Things going with me and lil Z:
He recently moved to the preschool room at his daycare. He also recently met J--, a three year old girl who looks like she's 6 and talks like she's 30. I was excited at first, because she's a child of color. Note the "at first." Lil J is a bully. She picks on all the kids, takes things, hits them, etc. Including mine.
(The other thing she does is constantly say that she is brown, points out to Z's dad that he is white and Z is brown, points out to me that I am brown. So in turn, Z mentions color quite a bit now. I wanted him to discover this on his own, not get it pointed out. Oh well.)
Now my boy is a little younger than her, and just moved from the toddler room where they babied him. I baby him, too, so I can't totally blame them, but I'm working on letting him grow up. (It's hard, y'all. He IS my baby. And he's so cute, I just wanna squeeze him all the time. But I digress.)
The other morning I take Z to school, and J sits down next to where he's playing. Z all of a sudden bursts into 'Charlie-Brown-streaming-out-the-side-of-your-face' tears. I take him aside and finally get him to tell me what's wrong. "SHE'S NOT MY FRIIIIIIEEEENNNDDD!" he sadly exclaims. All I could do not to laugh.
So I'm trying to figure out how to get my boy to man up, cause he is completely punking out right now. I'm not encouraging him to hit, just to defend himself through words and actions. It's a different kind of parenting when you can no longer protect them, but instead you have to teach and give them the tools to protect their little selves.
Any body have advice on stopping a bully? Greatly appreciated!!
Okay, so the other thing in Momma & Z news is that my boy discovered more of his, shall we say, boy parts. He's learning to bathe himself, and I told him to wash under his p.... He leans all the way over and sees his T's, for the first time I guess. "Bwah-ha-ha-ha-ha! What.is.that?!?! Bwah-ha-ha-ha-ha! Is it poopy???"
I am completely caught off guard and trying not to laugh. "Huh?" I say, pretending I didn't hear.
"What.is.THAT!?!?" he repeats. Now, no other word would come to mind but ba.lls, but I can't tell that to a 3 year old.
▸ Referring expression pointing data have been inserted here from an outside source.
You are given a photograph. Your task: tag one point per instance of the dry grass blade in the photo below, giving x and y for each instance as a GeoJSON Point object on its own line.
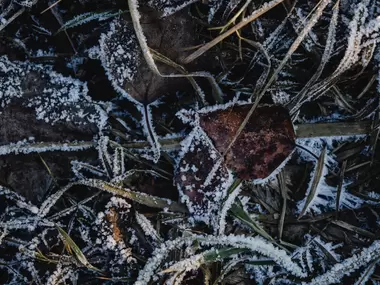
{"type": "Point", "coordinates": [367, 272]}
{"type": "Point", "coordinates": [330, 41]}
{"type": "Point", "coordinates": [333, 129]}
{"type": "Point", "coordinates": [262, 10]}
{"type": "Point", "coordinates": [149, 55]}
{"type": "Point", "coordinates": [354, 229]}
{"type": "Point", "coordinates": [141, 198]}
{"type": "Point", "coordinates": [314, 185]}
{"type": "Point", "coordinates": [314, 19]}
{"type": "Point", "coordinates": [283, 189]}
{"type": "Point", "coordinates": [239, 213]}
{"type": "Point", "coordinates": [51, 6]}
{"type": "Point", "coordinates": [340, 185]}
{"type": "Point", "coordinates": [24, 148]}
{"type": "Point", "coordinates": [73, 248]}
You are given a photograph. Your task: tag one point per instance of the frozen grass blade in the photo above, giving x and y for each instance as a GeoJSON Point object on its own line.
{"type": "Point", "coordinates": [315, 183]}
{"type": "Point", "coordinates": [239, 213]}
{"type": "Point", "coordinates": [72, 247]}
{"type": "Point", "coordinates": [256, 14]}
{"type": "Point", "coordinates": [141, 198]}
{"type": "Point", "coordinates": [88, 17]}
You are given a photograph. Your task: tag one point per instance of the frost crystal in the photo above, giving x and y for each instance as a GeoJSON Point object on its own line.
{"type": "Point", "coordinates": [120, 53]}
{"type": "Point", "coordinates": [54, 98]}
{"type": "Point", "coordinates": [201, 178]}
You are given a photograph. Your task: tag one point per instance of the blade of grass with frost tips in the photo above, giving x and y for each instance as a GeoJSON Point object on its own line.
{"type": "Point", "coordinates": [24, 147]}
{"type": "Point", "coordinates": [73, 248]}
{"type": "Point", "coordinates": [141, 198]}
{"type": "Point", "coordinates": [88, 17]}
{"type": "Point", "coordinates": [367, 273]}
{"type": "Point", "coordinates": [340, 186]}
{"type": "Point", "coordinates": [256, 14]}
{"type": "Point", "coordinates": [310, 24]}
{"type": "Point", "coordinates": [282, 184]}
{"type": "Point", "coordinates": [354, 229]}
{"type": "Point", "coordinates": [239, 213]}
{"type": "Point", "coordinates": [316, 179]}
{"type": "Point", "coordinates": [149, 56]}
{"type": "Point", "coordinates": [219, 254]}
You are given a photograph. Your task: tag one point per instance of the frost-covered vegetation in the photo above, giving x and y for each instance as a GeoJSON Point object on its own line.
{"type": "Point", "coordinates": [209, 142]}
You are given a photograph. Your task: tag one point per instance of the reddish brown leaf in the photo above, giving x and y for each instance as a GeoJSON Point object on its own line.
{"type": "Point", "coordinates": [266, 141]}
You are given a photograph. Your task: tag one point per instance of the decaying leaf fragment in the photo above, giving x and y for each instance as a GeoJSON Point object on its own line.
{"type": "Point", "coordinates": [266, 141]}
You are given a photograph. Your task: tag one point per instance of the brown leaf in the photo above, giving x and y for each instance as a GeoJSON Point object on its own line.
{"type": "Point", "coordinates": [266, 141]}
{"type": "Point", "coordinates": [125, 65]}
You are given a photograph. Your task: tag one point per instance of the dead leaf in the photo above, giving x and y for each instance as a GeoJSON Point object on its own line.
{"type": "Point", "coordinates": [266, 141]}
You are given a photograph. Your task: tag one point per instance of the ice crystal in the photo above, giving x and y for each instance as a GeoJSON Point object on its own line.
{"type": "Point", "coordinates": [54, 98]}
{"type": "Point", "coordinates": [120, 54]}
{"type": "Point", "coordinates": [349, 265]}
{"type": "Point", "coordinates": [201, 178]}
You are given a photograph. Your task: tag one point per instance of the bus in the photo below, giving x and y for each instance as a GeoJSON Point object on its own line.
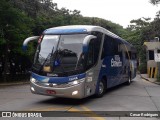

I can just hear the pre-school teacher calling me, "Z is asking the children if they have ba.lls." The only other thing I think of is 'sac.' So that's what I say. He looks at me, looks back at the object in question, looks at me, and decides, "Naaaaah, that's not a sac!!! It's POOOOOOPYYYYYY!!!!" Why there would be poopy hanging down there is beyond me, but whatever. That's a conversation for him and his father. LOL!